Production Reliability Engineer - Trade Desk

Job Description

As part of our Trade Desk technical operations team, the Trading Systems Site Reliability Engineer will have primary responsibility for managing the real-time production trading environment for Jump Trading. It will require deep technical and operational knowledge across all areas of the trading platform in order to proactively monitor and troubleshoot our trading system, deploy changes to our production environment while minimizing operational risk, and implement tools and processes to drive continuous improvement.

What you’ll do:

The Trading Systems SRE will solve complex problems that require both technical and business understanding. The engineer will work with traders, back-office teams, exchanges, and developers to optimize the trading environment and investigate and solve system issues.

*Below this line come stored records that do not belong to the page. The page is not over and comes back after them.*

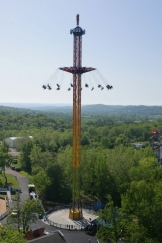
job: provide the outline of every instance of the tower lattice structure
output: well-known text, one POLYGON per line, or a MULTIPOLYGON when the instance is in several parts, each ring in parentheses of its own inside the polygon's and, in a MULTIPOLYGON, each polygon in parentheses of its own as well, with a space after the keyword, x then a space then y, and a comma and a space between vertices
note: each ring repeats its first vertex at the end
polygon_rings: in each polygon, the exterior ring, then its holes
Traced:
POLYGON ((81 77, 83 73, 95 70, 92 67, 82 67, 82 35, 85 34, 79 26, 79 15, 76 16, 77 26, 70 30, 73 34, 73 67, 63 67, 60 70, 73 75, 73 147, 72 147, 72 204, 69 217, 81 219, 83 217, 82 202, 80 200, 80 161, 81 161, 81 77))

  • Own the production environment, driving performance, reliability, and operability through continuous improvement
  • Proactively monitor and troubleshoot large-scale trading systems and exchange connectivity
  • Build and maintain devops toolkit for the production trading system including configuration management, process management, deployment, monitoring, data collection, and analysis
  • Leverage firm-wide metrics to improve scalability and system performance
    Collaborate across the technology organization to analyze and troubleshoot complex system problems
  • Work closely with Risk Management and Operational Trading Support teams to coordinate changes and manage incidents
  • Interact directly with traders to communicate and drive technology changes, manage incidents, and troubleshoot problems
  • Work with Clearing team to reconcile trades and position breaks
  • Assess and manage operational risk of changes into the production environment
  • Define and document process and procedure
  • Provide mentorship and cross training to other technical operations SREs
  • Other duties as assigned or needed

Skills you’ll need:

  • Degree in Computer Science, a related field, or equivalent professional experience
  • At least 5+ years of relevant work experience in an IT ops role, such as DevOps, SRE, Linux Systems Engineering, or Network Engineering
  • Fluency in python and shell scripting
  • Familiarity with C++ helpful but not required
  • A rigorous, detail-oriented approach to operations
  • Strong understanding of the linux operating system, including network and system configuration, kernel internals, scheduling, performance tuning
  • Strong understanding of networking concepts such as routing, multicast, LLDP, VLAN tagging, ethernet
  • A deep sense of ownership and urgency
  • Ability to handle shared operational and periodic on-call duties
  • Reliable and predictable availability